This includes even Russia, whose leadership was thought by many to have been behind the poisoning of Alexander Litvinenko with a radioactive isotope of Polonium, Polonium-210. He became violently ill, shortly after meeting with former Russian agents in the United Kingdom, where he had been granted political asylum, and he died within weeks. Litvinenko was a former officer in the Russian secret service who publicly blew the whistle on what he claimed was the ordered assassination of tycoon Boris Berezovsky. He went on to reveal several other criminal acts by Russian leadership, which included Vladimir Putin.

Snowden, who was virtually trapped in the transit area of the Moscow airport for over a month, apparently found the leadership thought to be responsible for the alleged murder of Litvinenko to be a safer bet than returning home and facing justice in the United States. Another prominent U.S. whistleblower, Bradley Manning, was recently convicted of several acts of espionage, and faces up to 136 years in prison.

"I wouldn't come home either, if I was in his place," said Mark Jacobi, a criminal justice professor at Georgetown University. He points out that the Obama Administration and its Justice Department have waged a remarkably vicious war against whistleblowers and others involved in the leaking of classified information.

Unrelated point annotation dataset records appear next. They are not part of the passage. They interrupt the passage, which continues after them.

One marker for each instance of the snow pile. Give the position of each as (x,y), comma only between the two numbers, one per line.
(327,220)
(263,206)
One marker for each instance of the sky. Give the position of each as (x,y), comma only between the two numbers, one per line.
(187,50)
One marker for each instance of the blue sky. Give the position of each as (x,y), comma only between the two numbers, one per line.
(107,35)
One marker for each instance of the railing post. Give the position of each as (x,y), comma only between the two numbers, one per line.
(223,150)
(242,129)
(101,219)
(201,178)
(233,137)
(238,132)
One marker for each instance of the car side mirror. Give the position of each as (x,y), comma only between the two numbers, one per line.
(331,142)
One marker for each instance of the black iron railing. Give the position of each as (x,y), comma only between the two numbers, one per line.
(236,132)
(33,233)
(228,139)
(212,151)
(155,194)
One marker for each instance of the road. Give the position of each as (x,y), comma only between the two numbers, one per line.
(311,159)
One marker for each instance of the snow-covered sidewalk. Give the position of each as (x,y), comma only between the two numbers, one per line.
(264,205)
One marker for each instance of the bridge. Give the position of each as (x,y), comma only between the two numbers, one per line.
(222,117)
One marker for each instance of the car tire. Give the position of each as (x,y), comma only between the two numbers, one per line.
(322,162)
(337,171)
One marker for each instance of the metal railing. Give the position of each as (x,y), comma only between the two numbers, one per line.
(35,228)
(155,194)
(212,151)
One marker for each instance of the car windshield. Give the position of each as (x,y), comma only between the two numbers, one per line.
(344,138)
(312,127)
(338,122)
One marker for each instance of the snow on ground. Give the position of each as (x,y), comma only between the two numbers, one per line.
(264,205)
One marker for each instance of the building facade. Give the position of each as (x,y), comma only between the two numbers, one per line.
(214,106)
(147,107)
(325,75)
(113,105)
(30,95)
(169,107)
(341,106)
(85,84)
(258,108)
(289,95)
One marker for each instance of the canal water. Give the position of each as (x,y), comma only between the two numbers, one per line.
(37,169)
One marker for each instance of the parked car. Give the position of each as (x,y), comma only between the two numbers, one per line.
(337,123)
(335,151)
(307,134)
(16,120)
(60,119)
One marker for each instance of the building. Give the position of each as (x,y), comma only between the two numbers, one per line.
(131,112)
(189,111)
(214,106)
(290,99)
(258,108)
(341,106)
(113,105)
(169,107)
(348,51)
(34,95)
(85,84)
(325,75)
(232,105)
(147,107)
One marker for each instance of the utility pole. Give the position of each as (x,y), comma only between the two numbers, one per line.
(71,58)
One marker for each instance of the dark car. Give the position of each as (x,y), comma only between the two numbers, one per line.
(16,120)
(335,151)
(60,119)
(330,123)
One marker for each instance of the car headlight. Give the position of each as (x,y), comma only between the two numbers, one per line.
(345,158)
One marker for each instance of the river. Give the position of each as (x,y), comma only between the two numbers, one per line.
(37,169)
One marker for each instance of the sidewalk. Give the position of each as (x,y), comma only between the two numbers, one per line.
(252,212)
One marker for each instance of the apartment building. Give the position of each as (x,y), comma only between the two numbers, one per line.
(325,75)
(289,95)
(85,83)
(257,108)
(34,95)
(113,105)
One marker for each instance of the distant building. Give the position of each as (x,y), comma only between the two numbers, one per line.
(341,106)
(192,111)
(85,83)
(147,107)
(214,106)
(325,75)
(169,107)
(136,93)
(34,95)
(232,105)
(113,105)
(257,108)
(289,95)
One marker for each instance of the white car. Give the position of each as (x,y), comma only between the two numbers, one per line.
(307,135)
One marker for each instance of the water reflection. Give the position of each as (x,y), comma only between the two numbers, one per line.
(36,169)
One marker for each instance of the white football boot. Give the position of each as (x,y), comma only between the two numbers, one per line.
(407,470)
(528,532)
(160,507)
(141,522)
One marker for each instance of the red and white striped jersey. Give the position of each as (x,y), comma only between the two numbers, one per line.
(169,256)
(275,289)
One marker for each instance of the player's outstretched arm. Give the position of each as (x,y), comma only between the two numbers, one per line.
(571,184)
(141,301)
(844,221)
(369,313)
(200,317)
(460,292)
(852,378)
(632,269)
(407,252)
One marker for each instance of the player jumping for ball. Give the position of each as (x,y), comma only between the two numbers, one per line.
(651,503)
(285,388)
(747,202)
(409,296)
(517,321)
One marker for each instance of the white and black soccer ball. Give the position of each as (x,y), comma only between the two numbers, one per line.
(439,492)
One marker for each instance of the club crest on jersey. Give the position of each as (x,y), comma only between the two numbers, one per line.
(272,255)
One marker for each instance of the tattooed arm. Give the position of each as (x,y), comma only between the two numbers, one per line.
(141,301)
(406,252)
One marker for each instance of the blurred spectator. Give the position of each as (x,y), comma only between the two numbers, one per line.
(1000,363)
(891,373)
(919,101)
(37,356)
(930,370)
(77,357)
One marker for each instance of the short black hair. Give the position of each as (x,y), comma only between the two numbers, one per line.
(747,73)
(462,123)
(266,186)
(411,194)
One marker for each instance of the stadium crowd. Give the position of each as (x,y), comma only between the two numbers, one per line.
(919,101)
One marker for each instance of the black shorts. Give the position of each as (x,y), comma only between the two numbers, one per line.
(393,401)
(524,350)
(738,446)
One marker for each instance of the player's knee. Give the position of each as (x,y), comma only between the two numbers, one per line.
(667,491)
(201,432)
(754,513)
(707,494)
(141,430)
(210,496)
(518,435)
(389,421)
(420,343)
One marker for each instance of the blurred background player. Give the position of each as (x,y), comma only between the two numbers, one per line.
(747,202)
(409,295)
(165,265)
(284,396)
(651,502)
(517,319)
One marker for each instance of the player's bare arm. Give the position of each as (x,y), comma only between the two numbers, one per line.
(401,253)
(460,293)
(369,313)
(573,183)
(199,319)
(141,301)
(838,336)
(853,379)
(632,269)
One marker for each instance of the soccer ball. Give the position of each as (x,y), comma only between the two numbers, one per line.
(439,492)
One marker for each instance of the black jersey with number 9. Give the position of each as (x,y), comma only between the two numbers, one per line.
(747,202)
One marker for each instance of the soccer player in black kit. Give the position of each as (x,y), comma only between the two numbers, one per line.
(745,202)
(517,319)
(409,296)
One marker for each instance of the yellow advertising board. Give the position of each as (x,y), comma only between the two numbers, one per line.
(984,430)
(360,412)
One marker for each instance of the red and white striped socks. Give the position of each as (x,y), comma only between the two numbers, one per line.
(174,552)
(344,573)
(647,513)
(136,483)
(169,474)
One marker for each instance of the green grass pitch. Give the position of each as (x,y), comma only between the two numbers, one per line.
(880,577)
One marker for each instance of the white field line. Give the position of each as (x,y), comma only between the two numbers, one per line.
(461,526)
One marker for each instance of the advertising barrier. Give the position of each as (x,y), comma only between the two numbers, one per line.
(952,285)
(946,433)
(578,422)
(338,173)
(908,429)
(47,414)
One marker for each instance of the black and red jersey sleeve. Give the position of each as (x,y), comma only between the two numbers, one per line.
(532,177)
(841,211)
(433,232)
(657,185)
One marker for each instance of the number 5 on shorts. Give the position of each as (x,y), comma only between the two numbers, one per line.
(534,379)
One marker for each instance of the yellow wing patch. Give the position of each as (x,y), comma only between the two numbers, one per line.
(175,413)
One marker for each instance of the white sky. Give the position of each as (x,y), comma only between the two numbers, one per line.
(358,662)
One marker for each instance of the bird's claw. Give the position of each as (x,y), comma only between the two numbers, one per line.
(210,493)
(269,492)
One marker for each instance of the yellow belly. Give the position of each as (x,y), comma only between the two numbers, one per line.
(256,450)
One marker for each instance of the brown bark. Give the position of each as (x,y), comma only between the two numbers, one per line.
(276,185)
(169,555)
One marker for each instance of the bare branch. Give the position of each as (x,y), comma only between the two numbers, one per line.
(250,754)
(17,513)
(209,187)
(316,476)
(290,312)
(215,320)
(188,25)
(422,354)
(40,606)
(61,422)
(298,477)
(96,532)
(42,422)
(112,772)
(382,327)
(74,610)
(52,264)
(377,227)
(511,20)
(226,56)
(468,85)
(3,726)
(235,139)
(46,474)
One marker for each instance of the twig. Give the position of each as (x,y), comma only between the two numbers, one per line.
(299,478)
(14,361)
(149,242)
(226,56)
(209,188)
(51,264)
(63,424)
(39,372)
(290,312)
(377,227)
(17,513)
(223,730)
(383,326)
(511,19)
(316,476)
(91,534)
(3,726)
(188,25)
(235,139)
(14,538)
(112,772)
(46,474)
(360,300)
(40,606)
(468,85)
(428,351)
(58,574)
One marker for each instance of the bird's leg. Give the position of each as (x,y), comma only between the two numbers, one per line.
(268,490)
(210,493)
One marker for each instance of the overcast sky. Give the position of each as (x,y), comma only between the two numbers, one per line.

"This administration has charged double the number of people under the Espionage Act than all previous administrations combined. They've tapped reporters phones, they've gone after journalists. This is not a nice administration, if you're into disclosing information that the powerful might not want disclosed. I know one guy who told a reporter what the White House lunch special was, and he's now in several different pieces, all over the world."